The Iraqi parliament is discussing a bill banning the normalization of ties with Israel, with the punishment being the death penalty or life imprisonment, The Arab News reports.

According to the report, the Iraqi Council of Representatives on Wednesday held the first reading of the draft law, which aims to stamp out future efforts for Iraq and the Iraqi Kurdistan region to formalize ties with Israel.

According to the bill, which was published by Iraq’s state media in Arabic, all Iraqi officials, including those in the northern Kurdistan region, government institutions, private sector companies and the media are banned from establishing relations with Israel or promoting normalization.

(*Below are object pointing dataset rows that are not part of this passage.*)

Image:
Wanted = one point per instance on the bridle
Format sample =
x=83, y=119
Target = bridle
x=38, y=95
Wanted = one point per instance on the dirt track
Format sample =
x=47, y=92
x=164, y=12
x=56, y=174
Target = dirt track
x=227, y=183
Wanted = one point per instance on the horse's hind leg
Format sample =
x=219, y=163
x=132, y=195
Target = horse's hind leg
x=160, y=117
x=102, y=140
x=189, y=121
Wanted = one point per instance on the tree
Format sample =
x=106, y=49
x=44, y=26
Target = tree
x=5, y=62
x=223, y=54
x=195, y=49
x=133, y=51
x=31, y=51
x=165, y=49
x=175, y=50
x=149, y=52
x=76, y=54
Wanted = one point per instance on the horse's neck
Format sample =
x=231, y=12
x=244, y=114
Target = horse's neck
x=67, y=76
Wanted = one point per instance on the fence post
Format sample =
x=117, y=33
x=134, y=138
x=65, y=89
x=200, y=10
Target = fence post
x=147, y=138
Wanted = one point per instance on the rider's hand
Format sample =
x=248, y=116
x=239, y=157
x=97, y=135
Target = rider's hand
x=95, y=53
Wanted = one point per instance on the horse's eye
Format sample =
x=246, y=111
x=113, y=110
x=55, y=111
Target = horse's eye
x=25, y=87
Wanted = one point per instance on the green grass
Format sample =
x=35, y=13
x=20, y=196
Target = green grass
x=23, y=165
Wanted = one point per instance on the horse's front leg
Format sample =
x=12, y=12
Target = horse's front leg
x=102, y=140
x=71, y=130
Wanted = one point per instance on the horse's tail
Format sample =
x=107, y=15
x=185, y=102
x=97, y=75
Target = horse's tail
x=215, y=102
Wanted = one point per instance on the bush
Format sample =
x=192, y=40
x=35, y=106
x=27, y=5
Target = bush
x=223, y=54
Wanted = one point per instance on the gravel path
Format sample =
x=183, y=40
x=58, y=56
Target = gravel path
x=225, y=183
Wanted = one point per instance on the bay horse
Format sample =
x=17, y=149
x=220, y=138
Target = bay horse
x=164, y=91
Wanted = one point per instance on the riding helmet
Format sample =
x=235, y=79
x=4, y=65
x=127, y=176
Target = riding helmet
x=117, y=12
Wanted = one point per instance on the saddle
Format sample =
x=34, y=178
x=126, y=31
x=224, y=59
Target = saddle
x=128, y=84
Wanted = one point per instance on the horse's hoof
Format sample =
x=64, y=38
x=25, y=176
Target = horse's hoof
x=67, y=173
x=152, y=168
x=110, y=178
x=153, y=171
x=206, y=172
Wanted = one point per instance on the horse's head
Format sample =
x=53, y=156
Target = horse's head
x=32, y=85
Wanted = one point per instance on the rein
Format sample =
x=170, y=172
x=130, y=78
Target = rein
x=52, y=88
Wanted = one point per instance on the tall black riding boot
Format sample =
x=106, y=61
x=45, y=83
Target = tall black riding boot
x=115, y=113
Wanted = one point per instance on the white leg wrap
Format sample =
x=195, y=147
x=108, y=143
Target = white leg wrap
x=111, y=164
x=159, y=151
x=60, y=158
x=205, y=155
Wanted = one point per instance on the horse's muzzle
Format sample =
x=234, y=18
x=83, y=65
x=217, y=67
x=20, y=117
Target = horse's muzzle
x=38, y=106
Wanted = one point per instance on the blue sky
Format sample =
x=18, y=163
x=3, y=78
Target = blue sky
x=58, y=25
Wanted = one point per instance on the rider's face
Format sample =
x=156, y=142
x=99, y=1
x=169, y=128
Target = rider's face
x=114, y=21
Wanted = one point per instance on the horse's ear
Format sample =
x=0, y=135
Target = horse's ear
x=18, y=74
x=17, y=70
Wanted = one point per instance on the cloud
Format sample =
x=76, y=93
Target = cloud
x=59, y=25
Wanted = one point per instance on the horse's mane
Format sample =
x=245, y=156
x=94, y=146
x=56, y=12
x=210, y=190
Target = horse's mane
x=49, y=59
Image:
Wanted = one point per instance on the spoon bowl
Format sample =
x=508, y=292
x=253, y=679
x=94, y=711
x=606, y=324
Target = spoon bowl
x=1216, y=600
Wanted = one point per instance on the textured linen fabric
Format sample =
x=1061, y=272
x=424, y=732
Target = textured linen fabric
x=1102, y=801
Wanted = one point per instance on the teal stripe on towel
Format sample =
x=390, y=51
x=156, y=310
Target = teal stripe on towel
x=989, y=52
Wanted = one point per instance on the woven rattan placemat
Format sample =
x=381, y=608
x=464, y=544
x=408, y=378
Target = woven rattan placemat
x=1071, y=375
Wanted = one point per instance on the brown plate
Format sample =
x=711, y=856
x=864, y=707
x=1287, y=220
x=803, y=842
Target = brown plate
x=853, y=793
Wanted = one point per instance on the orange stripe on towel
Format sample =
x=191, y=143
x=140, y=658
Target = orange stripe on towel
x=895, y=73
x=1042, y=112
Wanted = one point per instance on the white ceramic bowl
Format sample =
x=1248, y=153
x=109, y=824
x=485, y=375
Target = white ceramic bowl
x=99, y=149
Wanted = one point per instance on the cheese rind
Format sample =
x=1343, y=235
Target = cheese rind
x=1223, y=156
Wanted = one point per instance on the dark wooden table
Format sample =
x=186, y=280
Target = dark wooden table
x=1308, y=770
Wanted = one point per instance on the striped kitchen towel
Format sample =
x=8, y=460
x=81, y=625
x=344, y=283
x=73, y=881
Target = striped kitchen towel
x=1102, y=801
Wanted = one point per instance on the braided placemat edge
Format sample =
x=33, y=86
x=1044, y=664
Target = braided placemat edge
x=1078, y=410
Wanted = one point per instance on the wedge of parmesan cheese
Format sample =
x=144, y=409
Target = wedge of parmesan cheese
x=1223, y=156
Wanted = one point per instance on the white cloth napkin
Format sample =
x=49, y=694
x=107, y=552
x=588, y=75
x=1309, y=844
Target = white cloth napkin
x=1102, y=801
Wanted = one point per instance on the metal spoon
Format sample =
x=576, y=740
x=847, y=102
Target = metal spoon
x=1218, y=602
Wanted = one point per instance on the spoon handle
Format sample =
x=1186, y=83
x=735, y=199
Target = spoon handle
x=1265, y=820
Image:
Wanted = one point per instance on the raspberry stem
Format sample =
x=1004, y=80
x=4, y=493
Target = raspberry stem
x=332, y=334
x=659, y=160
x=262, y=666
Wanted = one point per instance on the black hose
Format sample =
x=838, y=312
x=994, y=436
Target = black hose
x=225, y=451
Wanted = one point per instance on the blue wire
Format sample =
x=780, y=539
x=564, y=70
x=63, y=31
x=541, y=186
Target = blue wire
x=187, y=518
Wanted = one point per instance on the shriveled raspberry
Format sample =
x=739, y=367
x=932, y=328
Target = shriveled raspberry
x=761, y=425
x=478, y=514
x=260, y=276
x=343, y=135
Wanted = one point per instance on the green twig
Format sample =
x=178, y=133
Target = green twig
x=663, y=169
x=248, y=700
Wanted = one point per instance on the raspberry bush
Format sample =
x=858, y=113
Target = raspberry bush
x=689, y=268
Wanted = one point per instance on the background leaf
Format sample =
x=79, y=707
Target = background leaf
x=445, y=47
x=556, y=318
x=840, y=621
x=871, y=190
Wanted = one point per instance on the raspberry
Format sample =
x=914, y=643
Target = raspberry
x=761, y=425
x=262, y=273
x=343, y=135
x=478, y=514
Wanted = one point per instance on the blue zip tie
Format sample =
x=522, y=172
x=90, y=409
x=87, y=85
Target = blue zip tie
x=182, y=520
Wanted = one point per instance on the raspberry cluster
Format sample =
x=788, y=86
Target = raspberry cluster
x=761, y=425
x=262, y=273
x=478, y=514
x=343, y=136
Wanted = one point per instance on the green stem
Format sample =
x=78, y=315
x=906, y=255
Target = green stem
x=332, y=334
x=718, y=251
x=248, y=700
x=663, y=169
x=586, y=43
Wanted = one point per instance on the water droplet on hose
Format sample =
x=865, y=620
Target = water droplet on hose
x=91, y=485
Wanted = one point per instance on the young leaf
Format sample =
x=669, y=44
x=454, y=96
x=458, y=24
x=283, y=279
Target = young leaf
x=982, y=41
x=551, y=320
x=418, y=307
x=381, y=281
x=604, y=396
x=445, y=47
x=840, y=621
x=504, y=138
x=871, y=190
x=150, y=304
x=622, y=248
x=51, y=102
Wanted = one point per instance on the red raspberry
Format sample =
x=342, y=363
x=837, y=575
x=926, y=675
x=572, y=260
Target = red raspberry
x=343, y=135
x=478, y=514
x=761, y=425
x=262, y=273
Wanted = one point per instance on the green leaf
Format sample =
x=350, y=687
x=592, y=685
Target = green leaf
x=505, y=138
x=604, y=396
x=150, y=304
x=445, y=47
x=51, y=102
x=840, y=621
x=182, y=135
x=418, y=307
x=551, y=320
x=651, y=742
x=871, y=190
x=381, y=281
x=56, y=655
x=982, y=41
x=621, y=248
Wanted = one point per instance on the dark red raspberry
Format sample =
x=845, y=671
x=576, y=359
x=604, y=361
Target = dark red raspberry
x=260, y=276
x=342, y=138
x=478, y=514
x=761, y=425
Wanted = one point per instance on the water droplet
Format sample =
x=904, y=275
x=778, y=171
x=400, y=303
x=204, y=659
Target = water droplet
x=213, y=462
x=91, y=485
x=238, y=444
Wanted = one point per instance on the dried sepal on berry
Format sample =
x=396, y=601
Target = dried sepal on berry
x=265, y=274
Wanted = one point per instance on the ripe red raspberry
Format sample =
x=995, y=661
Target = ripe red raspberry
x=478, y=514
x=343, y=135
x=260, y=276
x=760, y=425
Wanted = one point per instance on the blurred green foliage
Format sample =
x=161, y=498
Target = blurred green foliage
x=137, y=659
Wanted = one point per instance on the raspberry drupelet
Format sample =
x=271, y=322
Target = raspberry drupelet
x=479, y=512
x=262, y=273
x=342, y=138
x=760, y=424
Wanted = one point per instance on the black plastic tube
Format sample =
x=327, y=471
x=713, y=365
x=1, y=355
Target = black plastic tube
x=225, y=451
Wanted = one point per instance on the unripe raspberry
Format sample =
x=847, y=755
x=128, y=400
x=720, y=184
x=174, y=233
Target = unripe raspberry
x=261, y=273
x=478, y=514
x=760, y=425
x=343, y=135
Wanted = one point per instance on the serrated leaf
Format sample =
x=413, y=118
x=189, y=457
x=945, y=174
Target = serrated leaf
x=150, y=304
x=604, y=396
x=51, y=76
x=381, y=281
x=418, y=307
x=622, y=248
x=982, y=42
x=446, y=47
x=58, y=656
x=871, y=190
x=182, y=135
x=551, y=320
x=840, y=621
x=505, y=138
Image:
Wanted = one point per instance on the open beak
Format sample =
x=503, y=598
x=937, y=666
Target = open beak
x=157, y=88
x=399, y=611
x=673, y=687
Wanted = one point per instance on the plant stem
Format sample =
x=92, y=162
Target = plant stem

The bill was introduced by the Sadrist bloc, which won the most seats in the country’s October parliamentary elections, after prominent Shiite cleric Muqtada al-Sadr called for his members to introduce the bill in a tweet on April 23.

“The bill needs to pass several stages in order to become a law, currently it has been addressed to the parliament’s legal committee, where many changes would be made and then the parliament’s other committees would have their say on the bill,” Aryan Tawagozi, an Iraqi lawmaker from the New Generation faction and member in the parliament’s foreign relations committee, told The New Arab.

“We think the bill may include several points that might need changes, thus it is too early to have our say on the bill,” he added.

Four Arab countries - the United Arab Emirates, Sudan, Bahrain, and Morocco - established diplomatic relations with Israel as part of the US-brokered Abraham Accords in 2020.

This past September, prominent Sunni and Shiite leaders held a conference in the city of Erbil, the capital of the Kurdistan region of Iraq, in which they openly called for peace with Israel.

The Iraqi government condemned the conference, and a Baghdad court later issued an arrest warrant for two people who participated in it.

Iraqi lawmakers are adamant that Iraq will not join the Abraham Accords, despite calls on it to do so.

“We, as Fatih Alliance, totally refuse the issue of normalizing ties with the Israeli entity,” Mohammed al-Hayani, a leader in the pro-Iran Fatih Alliance, told The New Arab in a brief phone call. “We will certainly vote in favor of the bill in the parliament.”

He said that it is a necessity for Iraq to have such a law “because currently there are political sides that try to normalize relations with Israel.”